For the last 10 years, I have been either working toward or functioning as a nationally certified spiritual care educator. In this work, I help others become more proficient in the art of spiritual care and chaplaincy. This work puts persons within intimate proximity of both birth and death, the great mysteries that bookend the profound journey of the soul, as Jung once noted. It is equal parts deeply meaningful and relationally rich as well as mind numbing and isolating at times. For nearly six of those years, I also worked as a pediatric chaplain, specifically as the primary chaplain for a pediatric cardiovascular intensive care unit. In that technological and emotional gauntlet, I was educated through conversations with parents, patients, staff, and peers about how best to create space for meaningful dialogue to transpire and to feebly attempt to create the conditions for hope to flame in some of the most barren conditions imaginable. It was in that work that I first encountered the experience of burnout. Burnout, at least in my experience, moves quickly beyond general tiredness and thrusts one headlong into the swamp of existential fatigue and spiritual malnourishment. While I have not kept tabs on how frequently I flirt with this destructive/creative edge, I would venture to say that it visits me once every year or two. I know that I have reached this place when all of the petty distractions I usually use to keep the soul's terror at bay no longer seem to quiet the still, small voice that has impatiently taken a megaphone to wake me from my slumber.

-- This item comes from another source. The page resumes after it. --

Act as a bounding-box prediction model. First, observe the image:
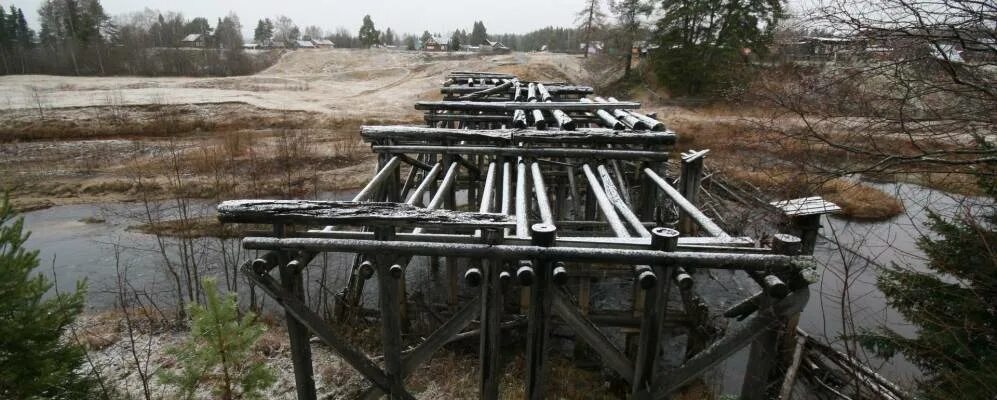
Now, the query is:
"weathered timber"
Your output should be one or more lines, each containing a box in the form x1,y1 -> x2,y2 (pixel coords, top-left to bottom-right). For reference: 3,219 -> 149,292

Slumbering is my jam apparently as I learned recently that I had been sleepwalking through much of my life. Acquiescing to the ego's project to assert itself, to become an adult, to support a family, to gain a professional identity, to establish oneself as a particular kind of partner and parent, to buy one's first home, I hitched my narrative trailer to a truck fueled by goals that could send one flying down the highway on the way to whatever passed as having "arrived." To be fair to myself, none of us reaches the depths or riches of the education of the soul without first confronting such competencies of the first half of life wherein we see the journey primarily as an outward one that can be measured in 401(k) balances, house square footage, social media curated images depicting the ideal life, and developing the callouses necessary for climbing professional ladders. This is, to be sure, the loudest music to which our culture invites us to dance. And goddammit can we dance! The problem is that the journey that matters, the one to which all of us are invited, is an internal one. That invitation is usually lost in the mail, figuratively speaking. The message sent to our soul is rarely received without something to open us up to its paradoxical and expansive call for attention.

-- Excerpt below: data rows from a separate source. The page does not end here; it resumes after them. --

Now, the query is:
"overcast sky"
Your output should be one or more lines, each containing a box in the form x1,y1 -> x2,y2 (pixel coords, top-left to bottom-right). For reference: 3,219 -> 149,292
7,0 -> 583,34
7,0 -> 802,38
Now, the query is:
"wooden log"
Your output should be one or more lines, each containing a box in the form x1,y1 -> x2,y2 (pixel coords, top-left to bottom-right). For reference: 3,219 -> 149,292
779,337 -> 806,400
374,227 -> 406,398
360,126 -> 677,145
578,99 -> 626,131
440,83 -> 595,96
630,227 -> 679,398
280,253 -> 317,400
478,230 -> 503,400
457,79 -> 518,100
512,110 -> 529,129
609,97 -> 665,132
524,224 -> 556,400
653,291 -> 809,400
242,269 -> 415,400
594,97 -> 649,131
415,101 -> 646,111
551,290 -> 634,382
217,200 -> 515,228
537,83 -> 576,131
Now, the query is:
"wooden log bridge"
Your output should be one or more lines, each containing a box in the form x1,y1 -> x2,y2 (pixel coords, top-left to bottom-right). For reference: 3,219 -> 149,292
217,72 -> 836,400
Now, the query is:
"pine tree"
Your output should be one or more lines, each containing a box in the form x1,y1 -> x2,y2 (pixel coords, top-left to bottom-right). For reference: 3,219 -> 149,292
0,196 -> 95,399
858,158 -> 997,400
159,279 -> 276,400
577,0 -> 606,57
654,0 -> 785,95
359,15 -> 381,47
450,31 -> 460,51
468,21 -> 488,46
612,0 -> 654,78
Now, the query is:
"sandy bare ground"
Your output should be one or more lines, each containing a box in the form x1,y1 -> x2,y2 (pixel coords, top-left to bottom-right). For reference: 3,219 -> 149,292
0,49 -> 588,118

In the blink of an eye a few years ago, I heard such a call with a clarity and force that continues to cause me to sit up straight. "You've got mail!" As a side note, I usually love getting the mail. There's something about the ritual of opening the mailbox to see which bill or credit card offer might be awaiting me that stirs within me a deep and strange affection. When I was provoked enough to finally see that the proverbial mailbox of my soul was full of unread messages, however, it didn't leave me with quite the same benevolent feeling. If retrieving real mail is like opening the door to Betty White, retrieving the mail of the soul is like walking to the door and being taken out by Anton Chigurh's cattle gun in No Country for Old Men. While my ego spent a good portion of time trying to make sense of the event that led to this wake up call, it couldn't bear the dense weight of the soul's awakening. What the ego can't bear, the seat of the soul--the unconscious--will gladly step in to communicate symbolically under the cover of night. Waking up to that dream reminded me that I avoid the inner mailbox to my own detriment. Thankfully, dreams can be truly apocalyptic in the most biblical sense of the word. That is, they serve to uncover and to reveal what is often avoided or obscured in our waking lives. One feature of this particular dream included the feeling of being trapped and isolated. My associations with those themes were numerous, but after allowing the dream to rest it became increasingly clear to me that I was in deeper trouble than I realized.

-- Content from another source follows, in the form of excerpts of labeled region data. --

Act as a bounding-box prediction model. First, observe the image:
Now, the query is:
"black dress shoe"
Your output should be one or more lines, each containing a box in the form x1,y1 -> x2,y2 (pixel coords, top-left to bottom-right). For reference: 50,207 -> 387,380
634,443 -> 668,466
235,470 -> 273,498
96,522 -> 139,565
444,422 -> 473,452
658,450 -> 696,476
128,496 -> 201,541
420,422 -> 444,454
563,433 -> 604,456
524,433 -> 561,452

My dream involved a house that I had entered through an outdoor window, and when I got inside the home I noticed a young girl, maybe three years old standing there attentively yet with an air of unobtrusiveness that could be mistaken for shy hospitality. I was so spooked by her presence that I decided to try to leave the home, but I couldn't find the open window. When I finally located it and attempted to thrust my body through its unforgiving angles, I was shocked to find that it led me back into the middle of the house. Like a Klein bottle or the Hotel California, I could enter but there was no leaving this place. As I am wont to do, sometimes I take my dreams too literally. What was I feeling trapped by, I wondered? Surely there was something external to me that I could blame and/or project onto so that I didn't have to follow the shadowy presence that moved deeper and deeper into darkness, beckoning me further with its furtive glances. Unfortunately, the darkness held the key to encountering myself, as it does for all of us. It had become clear that my binding was of my own doing. I was like a great magician who had handcuffed himself and swallowed the key before being lowered into the tank full of water, only I hadn't practiced the act. Prior to entering into the home in my dream, I was in the backyard. It was night and beautiful outside. My association with backyards includes a sense of expansiveness, connectedness to nature, and wildness. The home seemed to represent safety, confinement, and stuckness. Listening to the dream, I kept hearing a call to the wilderness, specifically to Marfa, TX. I knew I wanted to detach from the world and be out among the stars, and I remembered some friends who had stayed at a hippie-esque RV tent commune called El Cosmico. I went online to reserve my room but told myself if it was meant to be I would wait until the week of my trip to book it. I kept refreshing the browser on that Monday, only to keep seeing the same tent available. The universe seemed to be conspiring on my behalf. The barrenness of West Texas was calling to offer my weary soul the chance to be born again.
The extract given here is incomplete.